Ainsi, l’article 51 du RGPD renforce et modernise le cadre posé par la directive 95/46/CE et la Loi Informatique et libertés : il consolide l’indépendance, l’efficacité et la coordination des autorités nationales, leur conférant un rôle central dans la régulation européenne unifiée de la protection des données.
Jurisprudences
Européennes
C-518/07 (9 mars 2010) – Commission v Germany
Cette affaire consacre le principe d’indépendance fonctionnelle des autorités de contrôle. L’Allemagne avait soumis ses autorités régionales à une tutelle étatique, contraire à l’exigence d’indépendance de l’article 28 de la directive 95/46/CE, ancêtre de l’article 51 du RGPD. La CJUE indique qu’aucune autorité ne peut influencer ou orienter leurs décisions
C-614/10 (16 octobre 2012) – Commission v Austria
La Cour a jugé que la Datenschutzkommission autrichienne manquait d’autonomie réelle car elle dépendait administrativement de la chancellerie fédérale. Cette dépendance violait, elle aussi, le critère d’exercice en toute indépendance prévu à l’article 28 de la directive, préfigurant l’article 51 §1 du RGPD
C-210/16 ( 5 juin 2018) – Wirtschaftsakademie Schleswig-Holstein
La Cour précise que plusieurs autorités peuvent intervenir lorsqu’un traitement engage plusieurs États membres, et qu’une autorité nationale reste compétente vis‑à‑vis d’un établissement local même si la maison‑mère est située ailleurs. Cette jurisprudence illustre la nécessité de coopération entre autorités, désormais formalisée par les articles 51‑63 du RGPD et le mécanisme de cohérence.
Ici, la CJUE cite expressément l’article 51 RGPD. Elle rappelle qu’une autre autorité (comme la concurrence) peut constater une violation du RGPD à condition de coopérer loyalement avec l’autorité de contrôle compétente. Cet arrêt confirme la portée interinstitutionnelle et la primauté du système de supervision défini aux articles 51 et suivants.
C-313/23 (30 avril 2025) – Inspektorat kam Visshia sadeben savet
Cette affaire récente (2025) concerne les garanties d’indépendance judiciaire du superviseur bulgare de la protection des données. La CJUE y confirme que l’article 51 exige que les autorités de contrôle soient non seulement indépendantes de l’exécutif, mais également dotées d’une autonomie budgétaire et organisationnelle, consolidant l’interprétation établie dans les arrêts Allemagne et Autriche.
Françaises
CE Fr., n°391000 (24 février 2017)
L’arrêt confirme que la CNIL est compétente pour statuer sur les plaintes de déréférencement visant les moteurs de recherche et peut mettre en demeure un opérateur de supprimer un lien.

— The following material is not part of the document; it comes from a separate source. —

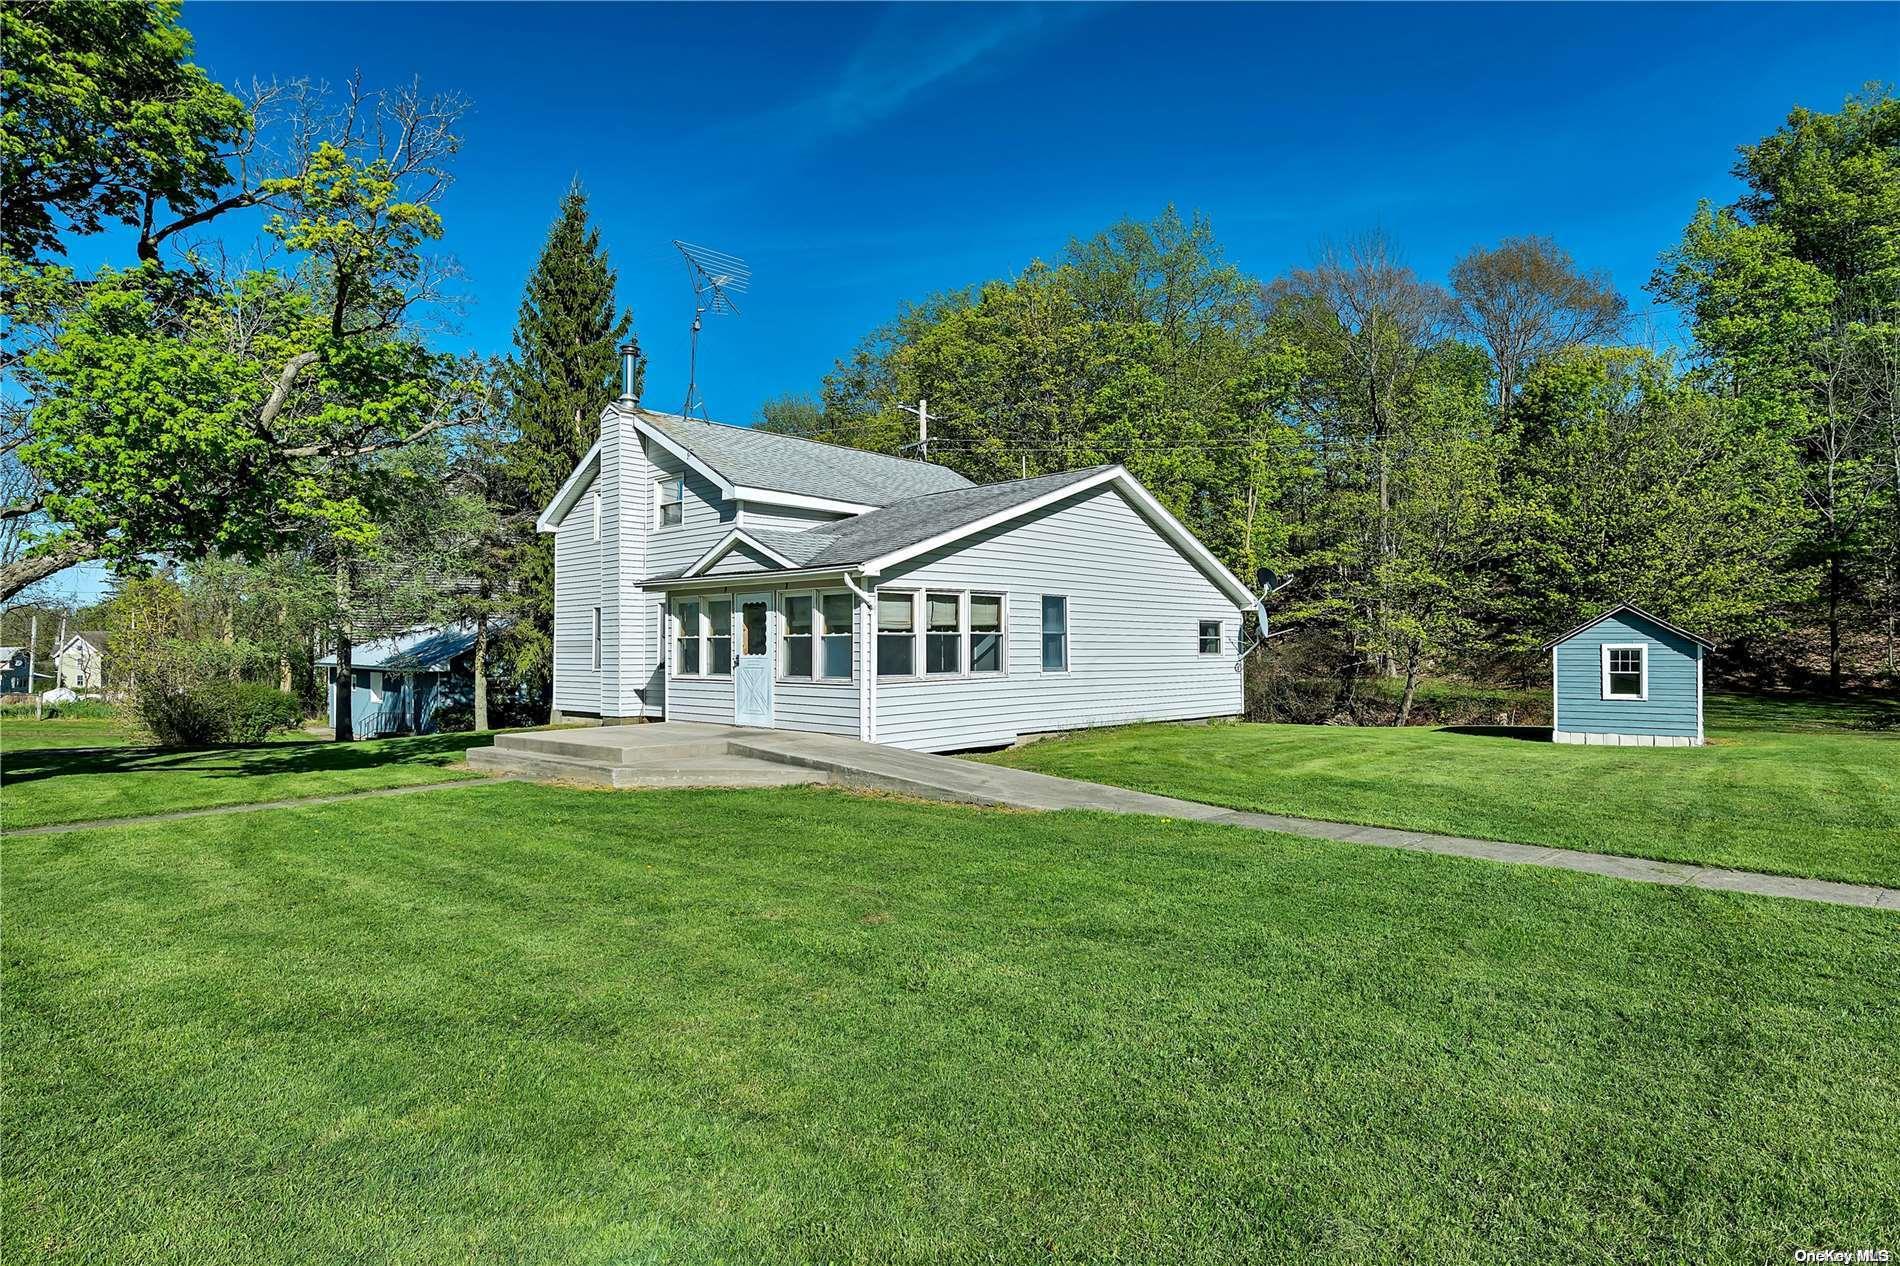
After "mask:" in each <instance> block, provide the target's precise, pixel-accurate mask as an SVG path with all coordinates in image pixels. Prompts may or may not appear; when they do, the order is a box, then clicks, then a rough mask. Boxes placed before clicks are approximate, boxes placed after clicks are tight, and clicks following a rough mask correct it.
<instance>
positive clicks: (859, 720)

Le juge précise que son action s’exerce « sous l’entier contrôle du juge de l’excès de pouvoir ».
Cela illustre la mission de surveillance et de mise en œuvre des droits individuels confiée à l’autorité de contrôle par l’article 51 du RGPD : elle agit comme un relais national pour protéger les droits fondamentaux des personnes.
CE Fr., n°452668 (8 avril 2022)
Dans cette décision récente, le Conseil d’État reconnaît qu’une prise de position publique de la CNIL, comme une FAQ publiée sur son site, peut avoir des effets juridiques notables et donc être contestée en justice.
En validant la légalité de sa position sur les traceurs d’affiliation, le Conseil d’État confirme que la CNIL exerce une fonction de régulation normative, participant à la mise en œuvre uniforme du droit de la protection des données – exactement la responsabilité confiée aux autorités de contrôle par l’article 51 § 2 du RGPD.
En somme, ces quatre décisions tracent les contours français du modèle d’autorité décrit par l’article 51 : indépendante, compétente pour émettre des avis et statuer sur les plaintes, mais soumise à un contrôle juridictionnel garant de la légalité de son action.